“What’s it all about?” the Boy asked.
“Ol’ Chief heap sick,” said the buck on the Boy’s right.
“Ol’ Chief, ol’ father, b’long me,” Nicholas observed with pride.
“Yes; but aren’t the Holy Cross people nursing him?”
“Brother Paul gone; white medicine no good.”
They all shook their heads and coughed despairingly.
“Then try s’m’ other—some yella-brown, Esquimaux kind,” hazarded the Boy lightly, hardly noticing what he was saying till he found nearly all the eyes of the company fixed intently upon him. Nicholas was translating, and it was clear the Boy had created a sensation.
“Father Wills no like,” said one buck doubtfully. “He make cross-eyes when Shaman come.”
“Oh yes, medicine-man,” said the Boy, following the narrative eagerly.
“Shaman go way,” volunteered an old fellow who hitherto had held his peace; “all get sick”—he coughed painfully—“heap Pymeuts die.”
“Father Wills come.” Nicholas took up the tale afresh. “Shaman come. Father Wills heap mad. He no let Shaman stay.”
“No; him say, ‘Go! plenty quick, plenty far. Hey, you! Mush!’”
They smoked awhile in silence broken only by coughs.
“Shaman say, ‘Yukon Inua plenty mad.’”
“Who is Yukon Inua? Where does he live?”
“Unner Yukon ice,” whispered Nicholas. “Oh, the river spirit?... Of course.”

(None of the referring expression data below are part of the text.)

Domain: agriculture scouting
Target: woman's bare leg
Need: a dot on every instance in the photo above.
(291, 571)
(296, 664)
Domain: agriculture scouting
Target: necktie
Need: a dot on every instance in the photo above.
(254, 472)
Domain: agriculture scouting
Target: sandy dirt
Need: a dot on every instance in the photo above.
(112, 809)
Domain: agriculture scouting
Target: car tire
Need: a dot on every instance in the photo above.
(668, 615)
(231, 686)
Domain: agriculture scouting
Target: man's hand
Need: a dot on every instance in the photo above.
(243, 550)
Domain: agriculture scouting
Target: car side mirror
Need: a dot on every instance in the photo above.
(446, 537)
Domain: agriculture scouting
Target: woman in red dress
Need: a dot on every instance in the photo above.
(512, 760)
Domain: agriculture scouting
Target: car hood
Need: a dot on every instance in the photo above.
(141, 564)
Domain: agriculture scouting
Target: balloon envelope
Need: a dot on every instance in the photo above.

“Him heap strong. Long time”—he motioned back into the ages with one slim brown hand—“fore Holy Cross here, Yukon Inua take good care Pymeuts.”
“No tell Father Wills?”
“No.”
Then in a low guttural voice: “Shaman come again.”
“Gracious! When?”
“To-night.”
“Jiminny Christmas!”
They sat and smoked and coughed. By-and-by, as if wishing thoroughly to justify their action, Nicholas resumed:
“You savvy, ol’ father try white medicine—four winter, four summer. No good. Ol’ father say, ’Me well man? Good friend Holy Cross, good friend Russian mission. Me ol’? me sick? Send for Shaman.’”
The entire company grunted in unison.
“You no tell?” Nicholas added with recurrent anxiety.
“No, no; they shan’t hear through me. I’m safe.”
Presently they all got up, and began removing and setting back the hewn logs that formed the middle of the floor. It then appeared that, underneath, was an excavation about two feet deep. In the centre, within a circle of stones, were the charred remains of a fire, and here they proceeded to make another.
As soon as it began to blaze, Yagorsha the Story-teller took the cover off the smoke-hole, so the company was not quite stifled.
A further diversion was created by several women crawling in, bringing food for the men-folk, in old lard-cans or native wooden kantaks. These vessels they deposited by the fire, and with an exchange of grunts went out as they had come.